De fato, o conto mostra o encontro de Dona Filipinha de Carpo com um homem misterioso, que é flagrado por ela quando tentava enforcar sua filha adotiva, Carolina. Motivo: fome. Levado para a cozinha, onde toma uma sopa, o sujeito conta suas histórias de guerra, miséria e desolação. Já a peça (e o texto que figura no livro) mantém o clima de medo que cerca o ser humano, temor pela loucura, solidão e morte, mas narra uma trama diferente ao mostrar a noite em que Velha Luzinha e a sua neta, Vitória, recebem a visita de um assaltante mascarado de Lobo Mau, enquanto lá fora ecoam os sons ensurdecedores da guerra.

“A história é muito triste, mas gosto particularmente da forma como encerramos o conto”, comenta Agualusa que, ao lado do colega moçambicano, conheceu aqui o outro lado da moeda: enquanto Chovem Amores foi visto por muitas pessoas, A Caixa Preta recebeu um público mais diminuto. “Aprendemos o seguinte: quer sucesso? Escreva uma comédia. Prefere um fracasso? Faça um drama”, diverte-se Agualusa.

O processo de trabalho também foi distinto. “Para a primeira peça, estávamos cada um em seu lugar, trocando ideias por telefone e e-mail”, explica Mia. “Já para Caixa Preta, nos reunimos frente a frente, cada um em seu computador, escrevendo simultaneamente. Às vezes, um iniciava uma frase que era finalizada pelo outro. Daí a dificuldade em se apontar claramente as características de cada um nos textos.”

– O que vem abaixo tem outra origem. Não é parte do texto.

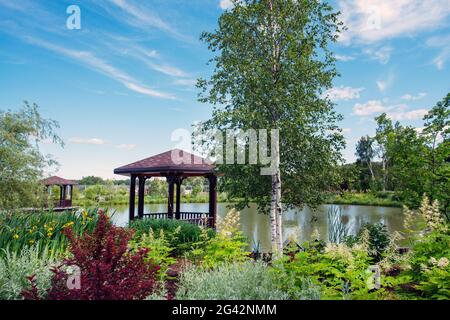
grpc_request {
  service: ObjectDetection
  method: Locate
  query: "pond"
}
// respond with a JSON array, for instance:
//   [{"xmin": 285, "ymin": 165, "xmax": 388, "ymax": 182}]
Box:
[{"xmin": 112, "ymin": 203, "xmax": 403, "ymax": 251}]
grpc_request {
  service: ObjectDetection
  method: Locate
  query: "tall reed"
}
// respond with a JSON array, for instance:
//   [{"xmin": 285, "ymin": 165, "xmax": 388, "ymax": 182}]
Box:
[{"xmin": 0, "ymin": 209, "xmax": 102, "ymax": 255}]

A afinidade, acredita ele, vem de diversos pontos de suas trajetórias que coincidem. Ambos tiveram pais que trabalharam em estradas de ferro, por exemplo. Também os dois optaram por carreiras na área de biológicas – enquanto Agualusa cursou agronomia, Mia se formou em biologia. “Trabalhamos ainda como jornalistas até nos firmarmos como escritores”, diz o moçambicano. Mas, acima de tudo, está o respeito que cada um cultiva pelo outro.

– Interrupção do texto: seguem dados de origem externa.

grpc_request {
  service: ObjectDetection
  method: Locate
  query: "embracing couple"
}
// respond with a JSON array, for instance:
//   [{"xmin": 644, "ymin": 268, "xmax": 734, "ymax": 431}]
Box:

“São criaturas de fronteira”, observa bem a jornalista Anabela Mota Ribeiro, na bela entrevista que fez para o jornal português Público e cuja íntegra está no final do volume editado pela Tusquets. Ela relembra uma descrição que Mia (apelido para António Emílio) fez, certa vez, de si mesmo: “Sou um branco que é africano; um ateu não praticante; um poeta que escreve prosa; um homem que tem nome de mulher; um cientista que tem poucas certezas na ciência; um escritor numa terra de oralidade”. Já Agualusa é um “angolano em viagem, quase sem raça. Se a raça vier do ar e do chão, é da raça dos pássaros e das árvores”.

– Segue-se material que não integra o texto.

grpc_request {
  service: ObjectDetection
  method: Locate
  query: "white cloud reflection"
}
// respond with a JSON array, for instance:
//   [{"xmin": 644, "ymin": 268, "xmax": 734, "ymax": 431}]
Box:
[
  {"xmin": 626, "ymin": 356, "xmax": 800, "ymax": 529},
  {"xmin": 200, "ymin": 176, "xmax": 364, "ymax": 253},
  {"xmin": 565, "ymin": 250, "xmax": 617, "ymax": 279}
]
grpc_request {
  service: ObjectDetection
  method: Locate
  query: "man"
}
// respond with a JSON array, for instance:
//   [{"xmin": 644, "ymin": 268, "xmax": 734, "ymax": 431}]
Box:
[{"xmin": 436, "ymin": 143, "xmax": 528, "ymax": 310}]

Dessa simbiose, nascem projetos conjuntos. Questionados se o trabalho em dupla resulta em uma terceira persona, ambos vacilam na resposta. “Nunca pensei a respeito, mas não nos preocupamos em deixar marcas pessoais. É como um jogo em equipe, em que as qualidades se completam. Algo diferente, por exemplo, do que aconteceu entre Eça de Queiroz e Ramalho Ortigão, cujo estilo individual é perceptível”, observa Agualusa. “O escritor trabalha com ecos interiores e o desafio é evitar que isso se transforme em conflito quando em equipe. Não é nosso caso, pois nossa amizade não é um acaso”, completa Mia.

O TERRORISTA ELEGANTE E OUTRAS HISTÓRIAS

Autores: José Eduardo Agualusa e Mia Couto

Editora: Tusquets

(176 págs., R$ 41,90 papel, R$ 19,90 digital)

As informações são do jornal O Estado de S. Paulo.